Des Höchsten harter Schluß greift allen nach dem Herzen,
Und rührt uns heftiger, als mancher denkt und meynt.
Sie selbst bedauert den, den die geweihten Bande,
Den ihr der Ehebund in Arm und Herz geschränkt;
An dessen Liebe sie, auch itzt im Wittwenstande,
Mit unaufhörlicher und zarter Wehmuth denkt.
Es war das achte Jahr, seit dem sie sich verbunden,
Seit dem sie ihm ihr Herz, seit er sich ihr geweiht:
Und dieser Jahre Zahl glich einer Zahl von Stunden,
So kurz, so angenehm bedünkte sie die Zeit.
[377]
Ein Wille wohnte nur in zwo verknüpften Seelen,
Ein einzig Herz schien nur in beyder Brust zu seyn:
Sie konnten beyderseits einander nichts verhölen,
Und so traf beyder Wunsch in allen Stücken ein.
Ich selber, Theureste, ich selber weis zu zeugen,
Was ihre Gütigkeit, was ihre Huld gethan:
Denn alles Ihrige ward gleichsam unser eigen,
So willig wandte sies zu unserm Besten an.
O! wie viel tausend Dank muß ich ihr schuldig bleiben,
Den meine Schwachheit ihr nicht zu entrichten weis.
Dieß Blatt ist viel zu klein, denselben zu beschreiben,
Denn keine kurze Schrift faßt ihrer Güte Preis.
Dieß ist der beste Trost, da uns der Herr betrübet,
Und durch des Vaters Tod zu armen Weysen macht;
Daß seine Weisheit uns zwar schläget, doch auch liebet,
Da er uns, sie, Mama, zur Mutter zugedacht.
Sie selber wird sich schon getrost zu fassen wissen,
Es ist das erste nicht, daß sie der Fall betrifft;
Ihr Ehband wird ihr schon das andremal zerrissen,
Drum kennt ihr Glaube schon der Schwermuth Gegengift.

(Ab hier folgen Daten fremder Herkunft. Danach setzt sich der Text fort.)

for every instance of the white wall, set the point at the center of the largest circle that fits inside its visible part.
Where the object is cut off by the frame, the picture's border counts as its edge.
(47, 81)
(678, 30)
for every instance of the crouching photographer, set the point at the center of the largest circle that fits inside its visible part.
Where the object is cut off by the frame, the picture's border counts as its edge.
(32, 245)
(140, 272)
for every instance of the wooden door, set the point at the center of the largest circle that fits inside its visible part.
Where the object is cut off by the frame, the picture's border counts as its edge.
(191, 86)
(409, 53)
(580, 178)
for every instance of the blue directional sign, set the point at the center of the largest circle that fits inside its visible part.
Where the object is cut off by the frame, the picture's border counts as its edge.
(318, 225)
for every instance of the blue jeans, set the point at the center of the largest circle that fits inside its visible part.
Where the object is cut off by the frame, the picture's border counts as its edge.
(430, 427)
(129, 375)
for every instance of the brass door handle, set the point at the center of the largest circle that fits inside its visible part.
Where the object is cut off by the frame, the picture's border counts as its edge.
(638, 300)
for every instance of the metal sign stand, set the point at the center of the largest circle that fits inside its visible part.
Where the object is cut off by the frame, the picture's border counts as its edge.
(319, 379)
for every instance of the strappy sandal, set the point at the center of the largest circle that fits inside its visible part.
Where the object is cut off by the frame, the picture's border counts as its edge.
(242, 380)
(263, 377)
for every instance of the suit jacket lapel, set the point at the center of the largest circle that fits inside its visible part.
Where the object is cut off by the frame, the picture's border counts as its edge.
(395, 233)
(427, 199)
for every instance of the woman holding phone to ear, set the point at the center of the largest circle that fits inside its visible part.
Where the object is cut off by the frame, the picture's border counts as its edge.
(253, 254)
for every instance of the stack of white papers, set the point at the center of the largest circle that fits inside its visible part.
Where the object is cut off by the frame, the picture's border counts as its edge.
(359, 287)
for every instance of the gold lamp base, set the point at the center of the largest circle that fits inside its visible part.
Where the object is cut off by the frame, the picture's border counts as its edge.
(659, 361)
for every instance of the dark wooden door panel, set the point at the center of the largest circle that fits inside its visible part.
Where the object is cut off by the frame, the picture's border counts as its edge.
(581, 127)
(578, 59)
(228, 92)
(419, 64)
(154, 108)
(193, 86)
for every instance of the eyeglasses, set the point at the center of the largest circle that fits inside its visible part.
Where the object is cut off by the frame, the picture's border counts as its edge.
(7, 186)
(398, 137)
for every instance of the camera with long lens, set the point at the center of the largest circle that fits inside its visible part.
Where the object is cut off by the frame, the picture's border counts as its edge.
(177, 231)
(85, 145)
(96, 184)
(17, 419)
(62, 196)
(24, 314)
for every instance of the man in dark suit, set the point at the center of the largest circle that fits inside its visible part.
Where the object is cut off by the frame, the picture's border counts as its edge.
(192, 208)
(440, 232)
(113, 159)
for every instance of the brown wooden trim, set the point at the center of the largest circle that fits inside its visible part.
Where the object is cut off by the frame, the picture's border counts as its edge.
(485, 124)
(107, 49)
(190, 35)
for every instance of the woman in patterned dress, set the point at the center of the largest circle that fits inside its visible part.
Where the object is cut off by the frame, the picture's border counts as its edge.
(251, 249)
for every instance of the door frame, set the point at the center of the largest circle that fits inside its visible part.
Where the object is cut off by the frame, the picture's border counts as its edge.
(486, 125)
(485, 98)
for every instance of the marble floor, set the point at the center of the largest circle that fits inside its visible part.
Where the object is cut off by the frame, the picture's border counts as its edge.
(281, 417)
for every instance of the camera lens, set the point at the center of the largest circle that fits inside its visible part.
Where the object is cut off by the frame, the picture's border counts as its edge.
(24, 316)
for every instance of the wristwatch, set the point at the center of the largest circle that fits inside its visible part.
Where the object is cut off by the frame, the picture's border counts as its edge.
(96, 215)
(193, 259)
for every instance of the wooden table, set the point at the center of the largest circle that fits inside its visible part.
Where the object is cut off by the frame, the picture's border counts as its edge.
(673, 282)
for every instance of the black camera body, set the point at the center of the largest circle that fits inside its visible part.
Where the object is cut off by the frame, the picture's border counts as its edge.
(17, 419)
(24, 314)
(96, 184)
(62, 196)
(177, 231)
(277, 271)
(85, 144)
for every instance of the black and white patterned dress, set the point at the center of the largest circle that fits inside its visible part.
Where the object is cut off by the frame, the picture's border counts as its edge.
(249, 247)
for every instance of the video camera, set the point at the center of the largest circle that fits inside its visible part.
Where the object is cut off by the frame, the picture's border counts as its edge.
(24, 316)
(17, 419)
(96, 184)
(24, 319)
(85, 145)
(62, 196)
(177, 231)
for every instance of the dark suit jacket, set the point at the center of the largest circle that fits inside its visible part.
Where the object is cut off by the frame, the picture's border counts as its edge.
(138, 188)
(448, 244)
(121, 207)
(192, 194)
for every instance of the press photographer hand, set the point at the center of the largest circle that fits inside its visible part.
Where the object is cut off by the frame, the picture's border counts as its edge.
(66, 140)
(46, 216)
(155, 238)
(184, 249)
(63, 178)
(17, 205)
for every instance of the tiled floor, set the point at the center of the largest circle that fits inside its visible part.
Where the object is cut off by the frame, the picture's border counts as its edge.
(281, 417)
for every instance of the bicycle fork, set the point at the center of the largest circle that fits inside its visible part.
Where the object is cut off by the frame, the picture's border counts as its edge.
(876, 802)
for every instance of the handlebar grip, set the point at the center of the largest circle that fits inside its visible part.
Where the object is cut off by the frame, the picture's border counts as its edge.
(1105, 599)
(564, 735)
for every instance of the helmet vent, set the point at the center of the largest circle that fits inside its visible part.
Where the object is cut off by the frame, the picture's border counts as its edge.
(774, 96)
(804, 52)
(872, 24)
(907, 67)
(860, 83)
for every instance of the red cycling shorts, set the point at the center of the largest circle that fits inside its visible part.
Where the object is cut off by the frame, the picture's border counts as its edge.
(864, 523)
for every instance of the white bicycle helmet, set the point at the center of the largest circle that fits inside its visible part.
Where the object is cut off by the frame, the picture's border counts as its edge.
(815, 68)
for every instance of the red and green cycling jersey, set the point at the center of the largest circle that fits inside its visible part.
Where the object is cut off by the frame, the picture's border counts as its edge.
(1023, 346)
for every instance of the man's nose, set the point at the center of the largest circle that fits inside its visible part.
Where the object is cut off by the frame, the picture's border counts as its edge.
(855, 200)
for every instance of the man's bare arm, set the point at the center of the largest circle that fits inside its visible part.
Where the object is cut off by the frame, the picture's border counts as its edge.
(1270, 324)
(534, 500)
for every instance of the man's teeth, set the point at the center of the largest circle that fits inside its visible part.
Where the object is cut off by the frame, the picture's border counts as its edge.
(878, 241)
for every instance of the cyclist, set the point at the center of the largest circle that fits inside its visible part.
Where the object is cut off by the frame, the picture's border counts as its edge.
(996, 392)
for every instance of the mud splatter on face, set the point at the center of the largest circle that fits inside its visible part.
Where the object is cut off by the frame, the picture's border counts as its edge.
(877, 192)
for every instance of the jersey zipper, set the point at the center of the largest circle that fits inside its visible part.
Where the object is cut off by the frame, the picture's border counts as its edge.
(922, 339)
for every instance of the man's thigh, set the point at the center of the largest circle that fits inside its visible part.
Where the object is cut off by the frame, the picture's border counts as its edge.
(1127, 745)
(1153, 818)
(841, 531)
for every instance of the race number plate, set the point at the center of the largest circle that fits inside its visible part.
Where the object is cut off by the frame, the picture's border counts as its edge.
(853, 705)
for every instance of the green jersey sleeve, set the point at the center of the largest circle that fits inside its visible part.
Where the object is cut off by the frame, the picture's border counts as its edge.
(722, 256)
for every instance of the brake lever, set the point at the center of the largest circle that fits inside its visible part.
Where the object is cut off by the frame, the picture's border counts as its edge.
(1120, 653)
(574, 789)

Sie weis sich in Geduld und Gottes Rath zu schicken,
Wenn seine Hand gleich droht, so hält sie ruhig still;
Und schreckt sein Auge gleich mit zornerfüllten Blicken;
Ist sie doch überzeugt, daß er ihr Bestes will.
Ich selber glaube das, doch Schmerzen und Betrüben
Erweckt der Zuversicht oft Klein- und Zweifelmuth,
Wer wird mich, fragt mein Herz, so, wie mein Vater, lieben?
Wer ist in aller Welt, der mir was Gutes thut?
Sie, wertheste Mama! Sie einzig ist die Stütze,
Darauf, nächst Gottes Huld, itzt unser Wohl beruht:
Denn trifft uns itzo gleich ein Stral entbrannter Blitze,
Macht ihre Sorgfalt doch den meisten Schaden gut.
[378]
Der Höchste schütze sie noch lange vor dem Grabe,
Es fliehe sie der Tod, sie werde lebenssatt:
Bis sie der Himmel einst für alle Tugend labe,
Die sie allhier an uns, und sonst erwiesen hat.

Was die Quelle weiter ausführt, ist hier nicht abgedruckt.